Wednesday, November 7, 2012

The Missionary Sisters of the Office

While I was writing out my thoughts on Andalusada's differences from IRL two nights ago, I came up with the Heretical Hero as an archetype. And then, between that, Taiping China, and my drabblings of writing about the Maroons (out when they're done), I came up with another tropey character, the Maud Missionary.

I really should have written up her first, because while I know that the Maud Missionary is the perfect and rightful heir of St. Matilda, I don't know anything about the movement she's a part of. So little, in fact, that I've been hammering myself for hours about what they're named.

To that end, a conversation with Ebola gave me the working name, and the one I'll be using for the URL: "the Missionaries of Hegemony."

The Missionaries and the Divine Office

Some Catholic movements revolve around the rosary.
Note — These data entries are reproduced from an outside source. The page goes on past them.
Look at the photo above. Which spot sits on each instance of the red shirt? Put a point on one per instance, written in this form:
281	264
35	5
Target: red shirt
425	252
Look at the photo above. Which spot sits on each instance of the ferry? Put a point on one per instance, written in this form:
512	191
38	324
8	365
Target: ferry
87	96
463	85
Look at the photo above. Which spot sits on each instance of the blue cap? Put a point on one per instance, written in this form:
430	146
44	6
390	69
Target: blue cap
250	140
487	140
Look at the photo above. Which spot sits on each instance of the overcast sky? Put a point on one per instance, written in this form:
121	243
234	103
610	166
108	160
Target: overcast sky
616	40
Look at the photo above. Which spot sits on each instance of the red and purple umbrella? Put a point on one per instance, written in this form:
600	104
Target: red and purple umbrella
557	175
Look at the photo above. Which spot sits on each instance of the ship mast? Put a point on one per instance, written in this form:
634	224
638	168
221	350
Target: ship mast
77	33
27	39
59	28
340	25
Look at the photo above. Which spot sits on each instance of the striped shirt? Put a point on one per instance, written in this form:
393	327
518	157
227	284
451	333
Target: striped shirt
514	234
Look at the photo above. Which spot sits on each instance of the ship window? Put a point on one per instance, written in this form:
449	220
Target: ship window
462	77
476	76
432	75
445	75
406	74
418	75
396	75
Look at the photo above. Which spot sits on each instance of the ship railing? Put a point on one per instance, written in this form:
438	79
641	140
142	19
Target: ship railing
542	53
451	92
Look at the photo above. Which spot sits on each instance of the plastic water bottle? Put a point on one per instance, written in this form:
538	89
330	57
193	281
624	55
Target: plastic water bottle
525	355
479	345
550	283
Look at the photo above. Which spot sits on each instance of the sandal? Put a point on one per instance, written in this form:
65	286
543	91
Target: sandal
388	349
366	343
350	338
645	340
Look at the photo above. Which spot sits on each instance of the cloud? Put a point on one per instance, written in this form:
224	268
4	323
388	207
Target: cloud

The Missionaries of Hegemony revolve around the Liturgy of the Hours. All of them, religious or lay, are sworn to recite it in its full each day, and collectively unless it's absolutely impossible to do so. Even though the Gonzalan spirituality underpinning the whole affair doesn't attach morality to its vows, for a Missionary of Hegemony to miss any hour of the Office is a mortal sin. So closely and uniquely are they linked to the Office that one of their many nicknames is the Horarists.

When the Missionaries are sent into the field, their task is to introduce and propagate this same reverence for the Liturgy of the Hours.
  • Since this nicety is invariably, alas, unknown, of necessity the Missionaries must take it upon themselves to teach the Liturgy of the Hours as well. This recurses several times, but at very least it means that the Missionaries are responsible for setting up schools (and voice training) to teach their charges.